How they fit: Hadoop, traditional data warehouses, and ETL

Hadoop is starting to come into mainstream consciousness.  As a result, a lot of people are grappling with understanding the relationship between Hadoop and traditional data warehouses, and how ETL (Extract, Transform, and Load technology)  fits into the picture.  On one of the “Big Data” forums on LinkedIn, someone asked the below question. See below for my answer.


Q: Are companies looking at Hadoop for use cases beyond ETL?

Enterprises are currently looking at Hadoop as an ETL  processing engine that will feed unstructured data into an Enterprise Data Warehouse to do traditional BI (Business Intelligence).

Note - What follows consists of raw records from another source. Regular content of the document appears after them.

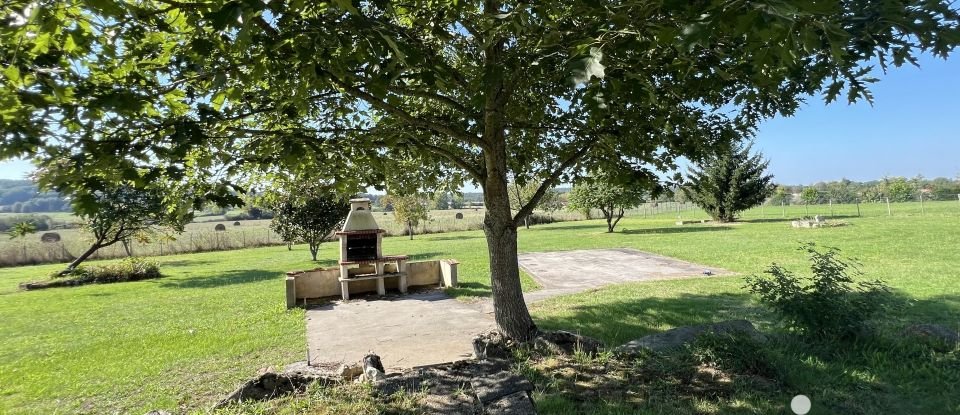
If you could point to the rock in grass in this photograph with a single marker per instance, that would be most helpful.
(350, 371)
(938, 337)
(565, 342)
(295, 379)
(679, 336)
(492, 345)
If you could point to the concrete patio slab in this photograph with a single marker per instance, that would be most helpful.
(406, 331)
(429, 328)
(566, 272)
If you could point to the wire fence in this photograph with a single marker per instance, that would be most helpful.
(201, 237)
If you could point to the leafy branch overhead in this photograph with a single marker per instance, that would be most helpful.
(272, 81)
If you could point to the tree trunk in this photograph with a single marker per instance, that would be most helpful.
(314, 248)
(73, 265)
(510, 311)
(126, 247)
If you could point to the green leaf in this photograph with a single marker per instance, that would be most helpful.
(12, 73)
(226, 16)
(393, 46)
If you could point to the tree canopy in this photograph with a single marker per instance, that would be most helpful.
(420, 93)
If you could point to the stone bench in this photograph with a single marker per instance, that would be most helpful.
(399, 260)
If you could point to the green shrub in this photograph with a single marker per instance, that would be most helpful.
(828, 303)
(236, 215)
(129, 269)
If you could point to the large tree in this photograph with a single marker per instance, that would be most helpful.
(483, 91)
(729, 182)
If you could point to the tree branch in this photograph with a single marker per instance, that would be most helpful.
(474, 171)
(403, 115)
(551, 181)
(443, 99)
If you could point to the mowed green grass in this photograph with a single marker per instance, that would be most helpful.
(180, 343)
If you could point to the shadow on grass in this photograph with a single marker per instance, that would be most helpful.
(887, 372)
(678, 229)
(617, 322)
(185, 262)
(222, 279)
(423, 256)
(792, 218)
(452, 238)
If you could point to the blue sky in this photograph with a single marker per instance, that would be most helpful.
(912, 128)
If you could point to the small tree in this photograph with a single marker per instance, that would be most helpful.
(729, 182)
(409, 210)
(781, 196)
(521, 195)
(123, 212)
(309, 217)
(831, 302)
(611, 199)
(898, 189)
(809, 195)
(21, 230)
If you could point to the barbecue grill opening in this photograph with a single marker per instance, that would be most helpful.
(361, 247)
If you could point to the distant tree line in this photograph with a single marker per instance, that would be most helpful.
(897, 189)
(22, 196)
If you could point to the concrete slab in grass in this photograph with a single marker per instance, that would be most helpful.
(566, 272)
(406, 331)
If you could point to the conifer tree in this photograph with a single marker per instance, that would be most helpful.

But are companies looking beyond this for more value-added uses of Hadoop?

My Answer:

I work with a few vendors of Hadoop-related technology; their end customers are indeed looking to use Hadoop as more than a mere ETL engine that feeds data into a data warehouse.

Instead, these customers are looking for ways to do some analytics directly on the data stored in Hadoop, in order to explore avenues of analysis against the raw data (stored in Hadoop) that were completely not anticipated when the data warehouse was designed.

A (highly imperfect) analogy I sometimes use is that Hadoop is kind of like having a garage (or maybe even a garbage dump) of infinite size. You can throw everything in there, just in case you might need it one day. No need to clean up anything before you throw it in your infinite garage – just toss it in! This means, of course, that your garage will get messy and dirty quickly, and it will eventually get difficult to find what you need. You might even lose track of what’s in there. But at least you will have everything in case you need it later.

A data warehouse, in contrast, is like, well, a warehouse. It has a finite size (due to the expense) with nicely ordered shelves. Everything labeled, and the way things are stored are optimized for the most common tasks, so warehouse workers don’t waste a lot of time.

In this analogy, ETL connecting Hadoop and a database is like “cleaning the garage”: going through your garage: finding all the things you need, dusting them off, making them orderly, and filing them neatly on shelves in your data warehouse.

That’s all well and good, provided you actually know exactly what is in your very messy garage, which you probably don’t. What’s needed are some tools to help you take inventory of what is in your garage and conduct some basic analysis against it. That way, you’ll know what is actually worth moving into the data warehouse.

Anyway, that’s the way I think about Hadoop, with my thinking influenced by what some of my clients’ customers want to do.